RESEARCH: John Grierson

 



One of the founding members of the British Documentary Movement, his work as a filmmaker and a campaigner had a critical influence over the development of the documentary as an art form, the development of other filmmakers, and the introduction of public service broadcasting. During his career he not only wrote, directed and produced a number of landmark films including '
Drifters' (1931) (see 
I Remember, I remember and Seawards the Great Ships  (
1960), he also was instrumental in setting up The Empire Marketing Board Film Unit, The General Post Office (GPO) Film Unit, The Films of Scotland Committee and The Canadian Film Board.





Drifters 1931


John Grierson defined the term documentary as, 'creative treatment of actuality,' in 1926.

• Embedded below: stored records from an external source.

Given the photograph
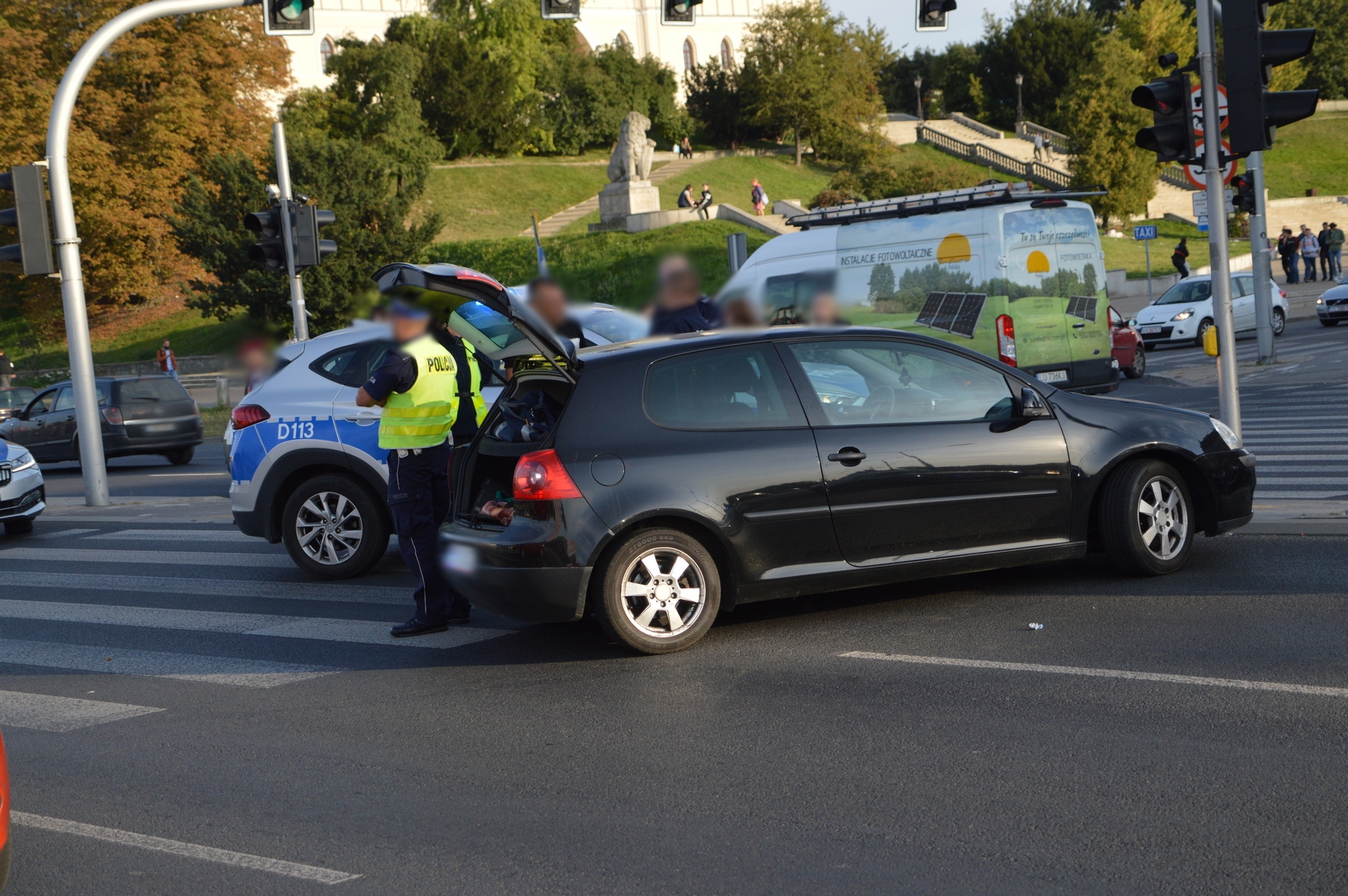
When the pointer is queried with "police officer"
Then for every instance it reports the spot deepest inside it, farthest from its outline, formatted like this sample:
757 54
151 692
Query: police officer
418 388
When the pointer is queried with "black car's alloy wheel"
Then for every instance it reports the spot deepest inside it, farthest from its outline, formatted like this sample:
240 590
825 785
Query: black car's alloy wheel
333 528
661 592
1146 519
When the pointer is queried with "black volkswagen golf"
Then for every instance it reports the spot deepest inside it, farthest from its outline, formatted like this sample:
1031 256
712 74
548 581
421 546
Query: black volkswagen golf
657 483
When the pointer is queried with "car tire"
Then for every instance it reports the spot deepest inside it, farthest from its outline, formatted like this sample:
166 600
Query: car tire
180 457
1137 538
330 510
660 592
1203 328
1139 364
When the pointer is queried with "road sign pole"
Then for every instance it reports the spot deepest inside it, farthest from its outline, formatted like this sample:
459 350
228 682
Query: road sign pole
88 418
1228 390
1262 264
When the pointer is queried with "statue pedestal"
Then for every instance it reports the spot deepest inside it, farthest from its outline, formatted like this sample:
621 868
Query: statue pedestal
622 198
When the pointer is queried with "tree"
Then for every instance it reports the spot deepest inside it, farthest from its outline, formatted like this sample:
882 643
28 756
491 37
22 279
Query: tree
808 73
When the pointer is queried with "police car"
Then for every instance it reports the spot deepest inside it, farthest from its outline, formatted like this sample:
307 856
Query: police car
305 464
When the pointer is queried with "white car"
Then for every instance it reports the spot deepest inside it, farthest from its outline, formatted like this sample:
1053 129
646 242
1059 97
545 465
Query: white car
22 492
1184 311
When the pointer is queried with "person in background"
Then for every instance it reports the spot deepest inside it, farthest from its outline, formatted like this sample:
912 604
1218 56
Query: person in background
1336 246
1309 252
681 303
704 202
758 195
168 362
1181 257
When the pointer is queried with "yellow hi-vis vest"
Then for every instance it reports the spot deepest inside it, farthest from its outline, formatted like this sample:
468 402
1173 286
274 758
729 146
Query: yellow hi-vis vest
475 390
422 415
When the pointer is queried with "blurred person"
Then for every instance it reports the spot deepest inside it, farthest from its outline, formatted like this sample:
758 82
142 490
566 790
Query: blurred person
168 360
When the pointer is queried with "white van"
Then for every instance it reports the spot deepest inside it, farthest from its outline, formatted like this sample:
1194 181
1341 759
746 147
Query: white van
1011 272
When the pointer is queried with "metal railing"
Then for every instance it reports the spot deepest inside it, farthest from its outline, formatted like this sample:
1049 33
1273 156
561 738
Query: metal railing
986 155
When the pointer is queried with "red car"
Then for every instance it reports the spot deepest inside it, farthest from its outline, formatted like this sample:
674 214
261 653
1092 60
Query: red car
1127 347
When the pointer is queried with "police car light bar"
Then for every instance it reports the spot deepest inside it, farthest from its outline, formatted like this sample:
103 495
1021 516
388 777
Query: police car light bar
987 193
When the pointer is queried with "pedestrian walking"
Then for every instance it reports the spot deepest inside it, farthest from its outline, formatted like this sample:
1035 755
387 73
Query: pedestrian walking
1309 252
1336 246
704 202
1180 257
758 195
168 360
418 387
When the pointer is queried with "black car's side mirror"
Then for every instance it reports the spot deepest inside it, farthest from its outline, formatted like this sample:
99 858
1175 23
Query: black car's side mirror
1031 404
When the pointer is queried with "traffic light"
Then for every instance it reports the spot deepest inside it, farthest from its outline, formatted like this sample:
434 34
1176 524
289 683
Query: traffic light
1245 188
288 18
271 251
1171 136
30 216
309 249
932 13
680 11
1255 111
561 8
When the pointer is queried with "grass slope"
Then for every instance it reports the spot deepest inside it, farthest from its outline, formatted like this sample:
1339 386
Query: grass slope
610 267
1309 154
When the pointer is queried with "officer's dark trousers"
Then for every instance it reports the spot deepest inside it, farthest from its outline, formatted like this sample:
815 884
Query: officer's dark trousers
418 500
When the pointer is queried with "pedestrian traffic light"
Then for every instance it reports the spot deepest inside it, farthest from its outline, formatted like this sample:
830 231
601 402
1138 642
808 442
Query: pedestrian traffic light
30 217
288 18
1171 136
1245 188
561 8
309 249
680 11
271 251
932 13
1255 111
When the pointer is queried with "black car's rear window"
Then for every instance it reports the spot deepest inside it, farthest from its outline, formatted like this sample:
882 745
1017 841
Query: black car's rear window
741 388
155 390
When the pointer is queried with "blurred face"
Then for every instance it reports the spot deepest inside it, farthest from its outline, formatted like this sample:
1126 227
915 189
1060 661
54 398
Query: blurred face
549 303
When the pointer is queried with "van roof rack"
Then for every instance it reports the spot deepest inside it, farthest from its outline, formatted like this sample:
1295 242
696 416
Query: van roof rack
903 207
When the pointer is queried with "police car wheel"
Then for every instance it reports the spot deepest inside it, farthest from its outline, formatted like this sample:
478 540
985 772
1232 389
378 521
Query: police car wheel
661 592
333 528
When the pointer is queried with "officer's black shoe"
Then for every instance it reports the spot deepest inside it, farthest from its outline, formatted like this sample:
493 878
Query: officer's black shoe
417 627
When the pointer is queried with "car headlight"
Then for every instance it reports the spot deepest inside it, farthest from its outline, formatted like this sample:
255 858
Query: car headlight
1227 434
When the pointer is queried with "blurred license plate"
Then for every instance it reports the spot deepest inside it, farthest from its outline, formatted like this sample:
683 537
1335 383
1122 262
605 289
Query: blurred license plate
461 558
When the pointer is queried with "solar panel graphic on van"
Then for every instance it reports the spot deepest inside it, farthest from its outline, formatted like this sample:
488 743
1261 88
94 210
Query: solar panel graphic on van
1083 306
955 313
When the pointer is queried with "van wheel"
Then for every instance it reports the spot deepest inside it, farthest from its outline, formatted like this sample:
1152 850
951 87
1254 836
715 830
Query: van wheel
333 528
661 592
1146 519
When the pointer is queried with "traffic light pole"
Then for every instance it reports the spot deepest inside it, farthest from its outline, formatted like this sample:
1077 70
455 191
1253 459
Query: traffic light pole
1262 264
297 289
67 235
1228 390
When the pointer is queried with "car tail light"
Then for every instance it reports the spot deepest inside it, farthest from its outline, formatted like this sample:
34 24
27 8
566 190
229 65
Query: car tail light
539 476
246 415
1006 340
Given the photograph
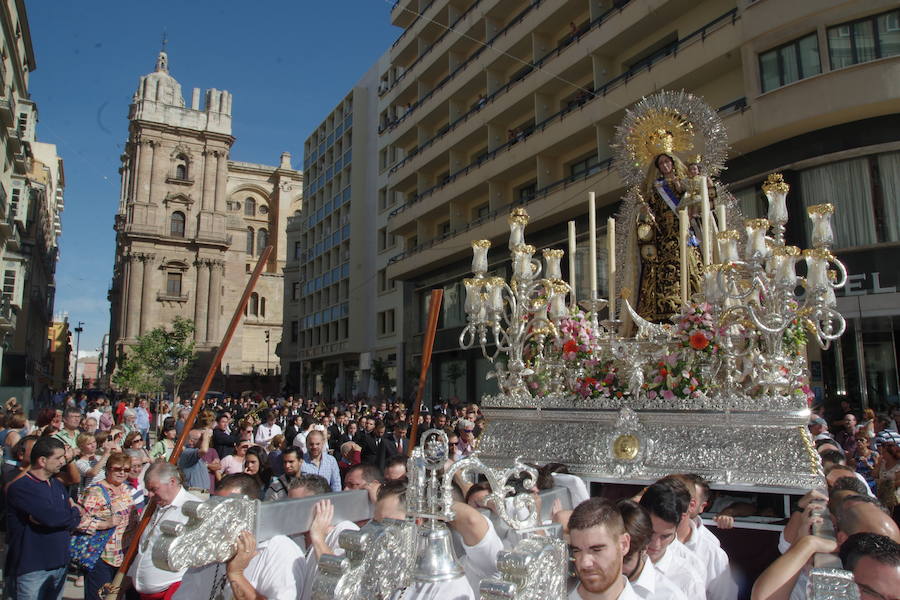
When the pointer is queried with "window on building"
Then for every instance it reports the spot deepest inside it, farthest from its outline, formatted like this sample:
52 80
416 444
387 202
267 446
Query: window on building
181 167
262 240
585 166
176 224
173 284
791 62
386 322
9 284
867 39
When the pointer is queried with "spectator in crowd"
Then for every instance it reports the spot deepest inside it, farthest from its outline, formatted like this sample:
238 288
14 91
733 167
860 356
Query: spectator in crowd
667 507
253 466
71 427
223 441
875 563
395 469
351 454
267 430
107 504
191 461
142 419
164 446
138 463
163 482
41 517
234 461
598 544
393 445
318 462
280 485
648 582
276 447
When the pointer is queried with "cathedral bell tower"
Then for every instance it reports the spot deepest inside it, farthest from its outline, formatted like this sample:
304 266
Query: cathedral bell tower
171 239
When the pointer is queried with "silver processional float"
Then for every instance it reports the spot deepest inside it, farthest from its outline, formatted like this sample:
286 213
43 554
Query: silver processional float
697 365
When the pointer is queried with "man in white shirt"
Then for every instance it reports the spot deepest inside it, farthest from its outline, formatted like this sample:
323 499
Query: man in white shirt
267 430
720 584
598 543
162 481
274 569
671 557
480 547
648 582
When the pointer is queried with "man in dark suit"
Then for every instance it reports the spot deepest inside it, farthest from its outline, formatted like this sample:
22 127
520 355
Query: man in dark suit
336 432
223 441
369 442
393 445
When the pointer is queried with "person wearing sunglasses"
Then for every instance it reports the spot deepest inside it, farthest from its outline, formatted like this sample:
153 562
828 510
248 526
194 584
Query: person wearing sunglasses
107 505
234 463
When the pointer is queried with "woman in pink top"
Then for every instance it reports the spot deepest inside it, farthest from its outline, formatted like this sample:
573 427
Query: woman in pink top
235 462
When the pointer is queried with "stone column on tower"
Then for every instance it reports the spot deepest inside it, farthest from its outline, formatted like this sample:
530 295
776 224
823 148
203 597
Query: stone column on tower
200 300
215 300
147 288
135 279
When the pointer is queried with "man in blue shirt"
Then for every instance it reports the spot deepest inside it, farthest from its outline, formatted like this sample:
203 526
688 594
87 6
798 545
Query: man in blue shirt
40 520
192 463
318 462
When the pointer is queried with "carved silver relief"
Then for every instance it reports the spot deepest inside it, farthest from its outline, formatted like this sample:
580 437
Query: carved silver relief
208 536
536 569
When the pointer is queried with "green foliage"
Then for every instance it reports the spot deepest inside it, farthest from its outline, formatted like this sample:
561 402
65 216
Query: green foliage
159 355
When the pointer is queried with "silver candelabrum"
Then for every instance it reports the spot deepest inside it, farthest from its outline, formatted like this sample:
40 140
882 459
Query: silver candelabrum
760 298
510 316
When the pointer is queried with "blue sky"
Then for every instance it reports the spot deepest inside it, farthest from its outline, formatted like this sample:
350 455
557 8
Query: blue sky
287 63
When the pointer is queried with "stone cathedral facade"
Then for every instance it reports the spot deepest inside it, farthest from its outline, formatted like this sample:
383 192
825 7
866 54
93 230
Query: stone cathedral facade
190 228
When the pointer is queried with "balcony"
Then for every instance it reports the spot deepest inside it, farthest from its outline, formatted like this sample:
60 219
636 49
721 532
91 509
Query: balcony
523 77
516 20
698 51
8 315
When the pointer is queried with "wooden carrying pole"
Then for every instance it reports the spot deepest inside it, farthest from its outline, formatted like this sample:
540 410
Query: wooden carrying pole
116 586
434 308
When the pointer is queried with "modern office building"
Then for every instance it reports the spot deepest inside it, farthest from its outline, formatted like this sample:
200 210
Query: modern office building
491 104
344 327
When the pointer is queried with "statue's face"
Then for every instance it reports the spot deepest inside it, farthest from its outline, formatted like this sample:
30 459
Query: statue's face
664 164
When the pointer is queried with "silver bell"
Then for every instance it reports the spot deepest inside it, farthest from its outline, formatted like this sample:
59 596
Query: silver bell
436 558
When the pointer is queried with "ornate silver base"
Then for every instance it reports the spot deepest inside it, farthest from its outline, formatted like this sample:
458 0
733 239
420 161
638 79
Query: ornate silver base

His relationship with Robert Flaherty:


In the US Grierson had met pioneering documentary filmmaker Robert Flaherty. Grierson respected Flaherty immensely for his contributions to documentary form and his attempts to use the camera to bring alive the lives of everyday people and everyday events. Less commendable in Grierson's view was Flaherty's focus on exotic and faraway cultures. "In the profounder kind of way", wrote Grierson of Flaherty, "we live and prosper each of us by denouncing the other". In Grierson's view, the focus of film should be on the everyday drama of ordinary people. As Grierson wrote in his diaries: "Beware the ends of the earth and the exotic: the drama is on your doorstep wherever the slums are, wherever there is malnutrition, wherever there is exploitation and cruelty." "'You keep your savages in the far place Bob; we are going after the savages of Birmingham,' I think I said to him pretty early on. And we did."